John.Banister writes: Teleoperated robot workers are here! No more worries about immigrants taking jobs, as the jobs themselves can be exported. Anything that isn't done by the cheapest labor can be exported to where the skilled labor is cheap. And, what better way to train AI replacements than the encoded stimulus and response of teleoperation?

Submission + - Am I The Last Surviving 3-Digit User ID on Slashdot? 5

Jeremiah Cornelius writes: Some distinctions mean very little to anyone other than the singular individual holding them. Are there others remaining? Does Rob Malda ever bother checking in here? Who remembers the promising ascent and rapid zenith of VA Linux Systems? How about the decade-old sighting of the Slashdot PT Cruiser?

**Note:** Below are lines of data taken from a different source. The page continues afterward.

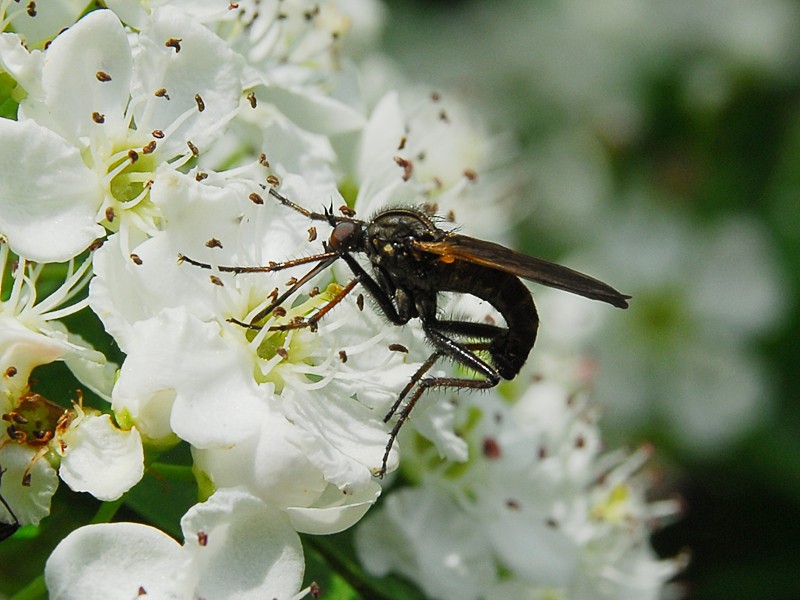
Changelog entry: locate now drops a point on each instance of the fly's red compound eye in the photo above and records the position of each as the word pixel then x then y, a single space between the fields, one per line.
pixel 342 235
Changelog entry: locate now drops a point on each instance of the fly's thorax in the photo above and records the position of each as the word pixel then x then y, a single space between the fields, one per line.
pixel 390 238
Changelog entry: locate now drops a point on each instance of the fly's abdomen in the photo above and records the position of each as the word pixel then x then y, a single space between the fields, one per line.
pixel 509 296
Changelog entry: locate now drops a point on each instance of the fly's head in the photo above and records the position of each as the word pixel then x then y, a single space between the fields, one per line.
pixel 391 236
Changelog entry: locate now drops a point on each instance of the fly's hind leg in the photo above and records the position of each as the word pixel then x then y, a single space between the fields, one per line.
pixel 463 353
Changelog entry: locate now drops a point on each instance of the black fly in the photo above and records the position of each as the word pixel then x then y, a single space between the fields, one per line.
pixel 411 262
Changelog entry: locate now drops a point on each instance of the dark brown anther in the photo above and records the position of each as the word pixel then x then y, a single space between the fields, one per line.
pixel 430 208
pixel 174 43
pixel 406 165
pixel 491 449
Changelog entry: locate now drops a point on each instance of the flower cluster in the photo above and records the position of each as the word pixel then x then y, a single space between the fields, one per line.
pixel 148 132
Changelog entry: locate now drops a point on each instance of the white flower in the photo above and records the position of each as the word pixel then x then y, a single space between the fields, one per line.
pixel 430 150
pixel 231 392
pixel 88 143
pixel 537 510
pixel 680 356
pixel 235 547
pixel 39 22
pixel 30 335
pixel 30 503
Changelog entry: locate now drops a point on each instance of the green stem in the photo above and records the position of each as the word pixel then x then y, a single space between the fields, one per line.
pixel 106 512
pixel 35 590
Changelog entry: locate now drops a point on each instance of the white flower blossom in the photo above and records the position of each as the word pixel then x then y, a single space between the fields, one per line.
pixel 235 546
pixel 88 143
pixel 537 511
pixel 40 22
pixel 156 133
pixel 31 335
pixel 319 391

If you're out there we want to hear from you. Or just tell us why we don't.

Comment Re:Once again (Score 2) 11

Oh, you want profit? This is a surveillance spyware wrapper around the entire MacOS user experience - so if you thought Microsoft's Copilot Recall was invasive monitoring, you haven't seen anything yet.

If Apple won't monetize a user panopticon and partner with governments to do it, OpenAI will be right there, to take the cash.